TaskForest
A simple, expressive, open-source, text-file-based Job Scheduler with console, HTTP, and RESTful API interfaces.
Documentation
  1. Downloading TaskForest
  2. Installing TaskForest
  3. Configuring TaskForest
    1. Jobs & Families
    2. Calendars
    3. Automatic Retries
    4. Sending Emails
    5. Options
    6. Configuration File
  4. Running TaskForest
  5. Running the TaskForest Web Server
  6. Web Server Security
  7. Checking TaskForest Status
  8. Rerunning a Job
  9. Marking a Job
  10. Tokens
  11. Releasing all Dependencies from a Job
  12. Putting a Job on Hold
  13. Releasing a Hold Off a Job
  14. HOWTO
  15. The RESTful Web Service
  16. Frequently Asked Questions (FAQ)
  17. Bugs
  18. Change Log
  19. Author
  20. Acknowledgements
  21. Copyright

Web Server Security

To use the webserver (or even the web service described later) you must have a valid userid and password. taskforestd does not ship with any default userid and password pairs. A password is required to authenticate the person making requests via the web browswer. This userid and password combination may be (and should be) different from the userid and password of the account under which taskforestd is running.

Which reminds me, as you would expect, taskforestd runs with the privileges of the account that invoked the program. If that account does not have permissions to read and write the job and family files, you will not be able to use the web server.

It is not a good idea to run taskforestd as root, because even though taskforestd is written with security in mind, running as root opens a huge security hole. And anyway, you shouldn't run as root any program that you download off the 'net any more than you should give a stranger the keys to your house.

The best method is to create a separate system user account for taskforest and taskforestd, and run the web server and command line requests as that user.

Coming back to the taskforestd userid and password: The userids and passwords are specified in the configuration file using the same format as Apache's .htpasswd files. You can see commented-out examples of this in the configuration file taskforestd.cfg.

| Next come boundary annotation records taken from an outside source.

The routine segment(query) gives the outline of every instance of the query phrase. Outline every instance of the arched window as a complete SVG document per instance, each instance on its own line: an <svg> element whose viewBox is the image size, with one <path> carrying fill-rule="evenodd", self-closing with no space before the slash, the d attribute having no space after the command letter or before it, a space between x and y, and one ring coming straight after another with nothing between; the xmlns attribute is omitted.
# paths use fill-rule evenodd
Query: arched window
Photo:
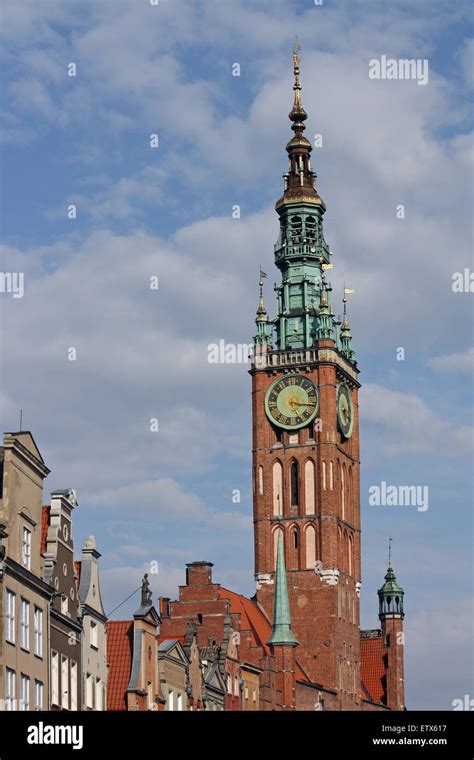
<svg viewBox="0 0 474 760"><path fill-rule="evenodd" d="M341 526L337 526L337 565L339 570L343 570L343 548L342 548L342 529ZM342 615L344 617L344 614Z"/></svg>
<svg viewBox="0 0 474 760"><path fill-rule="evenodd" d="M298 528L296 525L293 525L290 528L290 541L289 541L289 557L288 557L288 566L290 570L297 570L299 567L298 562L298 547L299 547L299 536L298 536Z"/></svg>
<svg viewBox="0 0 474 760"><path fill-rule="evenodd" d="M345 487L345 472L346 467L343 465L341 467L341 514L342 519L346 519L346 487Z"/></svg>
<svg viewBox="0 0 474 760"><path fill-rule="evenodd" d="M347 503L348 503L348 519L351 525L354 525L354 472L353 468L349 467L349 482L347 484Z"/></svg>
<svg viewBox="0 0 474 760"><path fill-rule="evenodd" d="M316 237L316 219L314 216L306 217L306 237L311 240Z"/></svg>
<svg viewBox="0 0 474 760"><path fill-rule="evenodd" d="M292 462L290 468L290 504L292 507L297 507L299 503L299 489L298 489L298 464Z"/></svg>
<svg viewBox="0 0 474 760"><path fill-rule="evenodd" d="M285 549L285 537L283 534L283 531L281 528L277 528L273 532L273 569L276 569L276 560L277 560L277 554L278 554L278 539L282 536L283 538L283 550Z"/></svg>
<svg viewBox="0 0 474 760"><path fill-rule="evenodd" d="M306 567L312 570L316 565L316 528L308 525L305 533L306 538Z"/></svg>
<svg viewBox="0 0 474 760"><path fill-rule="evenodd" d="M283 514L283 466L281 462L273 465L273 514Z"/></svg>
<svg viewBox="0 0 474 760"><path fill-rule="evenodd" d="M291 219L291 231L293 243L299 243L301 241L302 222L300 216L294 216Z"/></svg>
<svg viewBox="0 0 474 760"><path fill-rule="evenodd" d="M308 459L304 466L304 511L307 515L314 515L316 504L314 501L314 462Z"/></svg>

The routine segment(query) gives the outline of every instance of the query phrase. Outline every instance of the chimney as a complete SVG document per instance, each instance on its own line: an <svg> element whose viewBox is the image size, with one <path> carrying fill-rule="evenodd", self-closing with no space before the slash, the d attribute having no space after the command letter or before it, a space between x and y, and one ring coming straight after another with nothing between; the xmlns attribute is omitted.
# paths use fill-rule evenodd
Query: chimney
<svg viewBox="0 0 474 760"><path fill-rule="evenodd" d="M212 562L190 562L186 565L187 586L209 586L212 583Z"/></svg>

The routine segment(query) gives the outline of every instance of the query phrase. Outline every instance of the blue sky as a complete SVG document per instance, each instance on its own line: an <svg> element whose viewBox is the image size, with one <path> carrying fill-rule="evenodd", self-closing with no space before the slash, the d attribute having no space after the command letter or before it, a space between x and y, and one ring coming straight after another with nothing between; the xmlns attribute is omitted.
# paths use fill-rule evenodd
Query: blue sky
<svg viewBox="0 0 474 760"><path fill-rule="evenodd" d="M260 264L274 311L297 34L335 302L356 289L362 625L378 622L391 535L408 706L472 695L473 296L452 291L472 268L470 4L4 0L0 14L0 263L25 273L22 299L0 294L2 429L23 408L46 493L76 489L76 546L95 534L107 609L152 560L155 593L174 598L195 559L254 590L250 378L209 365L207 346L250 341ZM428 59L428 84L369 80L381 55ZM427 485L429 509L370 507L381 481Z"/></svg>

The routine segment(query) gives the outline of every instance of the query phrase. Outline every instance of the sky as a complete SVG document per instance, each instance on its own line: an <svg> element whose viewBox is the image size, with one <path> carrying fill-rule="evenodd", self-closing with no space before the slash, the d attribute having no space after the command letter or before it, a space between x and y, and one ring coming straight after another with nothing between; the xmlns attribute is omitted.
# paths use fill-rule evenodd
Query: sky
<svg viewBox="0 0 474 760"><path fill-rule="evenodd" d="M463 0L3 0L0 271L24 295L0 293L2 430L22 409L45 501L76 490L107 612L150 562L155 595L200 559L255 590L249 367L208 345L251 342L259 266L275 312L297 35L336 312L355 289L361 624L391 536L408 708L474 694L472 21ZM383 55L428 82L369 78ZM428 509L371 506L382 482Z"/></svg>

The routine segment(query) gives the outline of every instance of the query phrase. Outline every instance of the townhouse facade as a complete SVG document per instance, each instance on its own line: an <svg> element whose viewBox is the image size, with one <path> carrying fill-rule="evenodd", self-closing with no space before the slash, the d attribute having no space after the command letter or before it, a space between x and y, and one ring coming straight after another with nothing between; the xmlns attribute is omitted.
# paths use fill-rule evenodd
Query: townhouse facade
<svg viewBox="0 0 474 760"><path fill-rule="evenodd" d="M75 492L54 491L44 505L48 474L30 432L5 433L0 447L0 710L105 709L107 620L100 555L89 538L81 561L74 563ZM89 669L84 675L83 659Z"/></svg>

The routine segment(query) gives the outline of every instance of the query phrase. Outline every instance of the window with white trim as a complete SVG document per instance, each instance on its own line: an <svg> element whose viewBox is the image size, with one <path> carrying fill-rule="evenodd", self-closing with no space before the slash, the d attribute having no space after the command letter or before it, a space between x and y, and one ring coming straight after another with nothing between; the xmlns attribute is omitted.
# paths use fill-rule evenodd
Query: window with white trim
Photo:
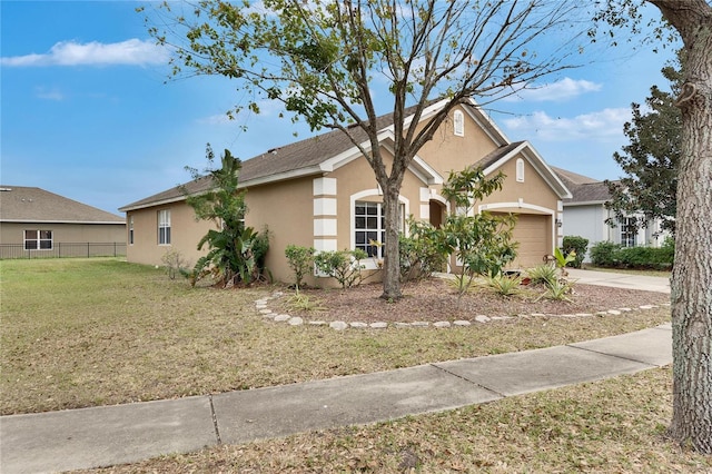
<svg viewBox="0 0 712 474"><path fill-rule="evenodd" d="M623 247L635 247L637 244L637 227L635 218L624 217L621 219L621 245Z"/></svg>
<svg viewBox="0 0 712 474"><path fill-rule="evenodd" d="M170 209L158 211L158 245L170 245Z"/></svg>
<svg viewBox="0 0 712 474"><path fill-rule="evenodd" d="M354 208L354 233L356 248L360 248L369 257L383 258L385 247L375 245L386 241L386 218L382 203L356 201ZM398 227L403 231L405 206L398 206Z"/></svg>
<svg viewBox="0 0 712 474"><path fill-rule="evenodd" d="M524 182L524 160L522 158L516 160L516 182Z"/></svg>
<svg viewBox="0 0 712 474"><path fill-rule="evenodd" d="M51 230L24 230L23 235L26 250L51 250Z"/></svg>
<svg viewBox="0 0 712 474"><path fill-rule="evenodd" d="M453 112L453 134L457 137L465 136L465 115L462 110L455 110Z"/></svg>

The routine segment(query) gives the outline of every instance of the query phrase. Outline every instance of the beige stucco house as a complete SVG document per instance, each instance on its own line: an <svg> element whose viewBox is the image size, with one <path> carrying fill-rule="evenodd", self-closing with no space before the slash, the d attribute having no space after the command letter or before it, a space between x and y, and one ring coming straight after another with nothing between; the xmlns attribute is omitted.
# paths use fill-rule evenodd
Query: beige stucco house
<svg viewBox="0 0 712 474"><path fill-rule="evenodd" d="M429 106L428 120L445 102ZM409 120L411 118L406 119ZM393 119L378 119L380 146L386 156L394 140ZM364 144L368 144L363 136ZM562 199L568 190L527 141L511 142L500 128L469 102L451 112L435 138L425 145L408 168L399 201L402 217L413 216L438 225L449 204L441 195L451 171L477 165L487 175L506 175L501 191L475 204L475 211L514 213L514 237L520 244L517 267L537 265L552 254L562 237ZM200 192L208 180L191 181L189 192ZM278 280L293 279L285 258L289 244L317 250L364 248L375 254L365 261L376 268L383 240L382 190L366 159L339 130L275 148L245 160L240 186L247 189L246 225L268 228L267 267ZM127 214L129 261L159 264L168 249L179 250L195 263L196 244L210 227L196 223L179 188L129 204ZM405 221L405 219L402 219Z"/></svg>
<svg viewBox="0 0 712 474"><path fill-rule="evenodd" d="M126 220L41 188L0 186L0 258L123 255Z"/></svg>
<svg viewBox="0 0 712 474"><path fill-rule="evenodd" d="M620 244L623 247L660 247L670 236L669 231L662 229L660 219L650 220L641 228L632 224L631 217L617 220L615 211L606 207L611 192L604 181L566 169L552 169L571 191L571 197L563 201L564 235L587 238L589 250L600 241ZM636 217L643 218L642 215ZM607 220L617 220L617 225L611 226ZM584 261L591 261L589 251Z"/></svg>

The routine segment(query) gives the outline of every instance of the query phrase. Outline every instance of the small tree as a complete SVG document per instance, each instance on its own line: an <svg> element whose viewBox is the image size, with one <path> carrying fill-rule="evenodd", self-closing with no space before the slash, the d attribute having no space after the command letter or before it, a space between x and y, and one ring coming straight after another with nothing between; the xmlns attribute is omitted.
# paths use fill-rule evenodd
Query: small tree
<svg viewBox="0 0 712 474"><path fill-rule="evenodd" d="M500 172L487 179L482 168L451 172L443 196L455 205L439 231L439 247L444 255L455 255L462 264L456 275L457 293L462 296L476 275L496 276L516 257L512 231L516 218L474 213L474 205L502 189L505 176Z"/></svg>
<svg viewBox="0 0 712 474"><path fill-rule="evenodd" d="M289 244L285 248L285 256L289 268L294 271L295 288L299 292L304 277L313 271L314 268L314 254L316 249L314 247L299 247L297 245Z"/></svg>
<svg viewBox="0 0 712 474"><path fill-rule="evenodd" d="M210 145L206 148L208 164L215 161ZM268 234L261 235L245 227L245 191L238 189L241 164L225 150L221 167L208 169L207 176L190 169L194 179L210 179L211 188L202 194L186 194L186 203L194 208L199 220L212 220L217 229L210 229L198 243L198 250L208 246L208 254L200 257L190 275L191 283L212 275L222 286L237 282L251 283L261 273L259 261L268 248Z"/></svg>

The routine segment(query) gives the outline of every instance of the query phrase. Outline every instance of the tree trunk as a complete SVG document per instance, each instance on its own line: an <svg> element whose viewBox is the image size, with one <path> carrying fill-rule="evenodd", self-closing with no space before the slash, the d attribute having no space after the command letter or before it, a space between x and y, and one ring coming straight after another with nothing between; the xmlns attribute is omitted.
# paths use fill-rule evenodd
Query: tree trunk
<svg viewBox="0 0 712 474"><path fill-rule="evenodd" d="M390 181L390 179L388 181ZM399 182L388 182L383 190L383 207L386 225L386 256L383 265L383 295L380 295L380 297L389 300L397 300L403 296L400 292L400 259L398 254L398 235L400 233L398 226L399 189Z"/></svg>
<svg viewBox="0 0 712 474"><path fill-rule="evenodd" d="M712 6L651 0L686 53L672 276L673 418L670 435L712 453Z"/></svg>

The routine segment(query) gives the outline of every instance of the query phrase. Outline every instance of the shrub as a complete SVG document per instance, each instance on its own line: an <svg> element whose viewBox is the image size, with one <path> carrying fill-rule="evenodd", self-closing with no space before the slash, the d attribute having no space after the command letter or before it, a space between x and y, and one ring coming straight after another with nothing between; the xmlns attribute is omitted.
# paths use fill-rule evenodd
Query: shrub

For your convenience, the TaskForest distribution includes a program called gen_passwd that generates text that you can copy and paste into the config file:

gen_passwd foo bar
The above command will print out somthing that looks like the following;
foo:4poVZGiAlO1BY

This text can then be copied and pasted into the configuration file as a valid_user option.

Please see the included configuration file, taskforestd.cfg, for a list of each configuration option, and what it means.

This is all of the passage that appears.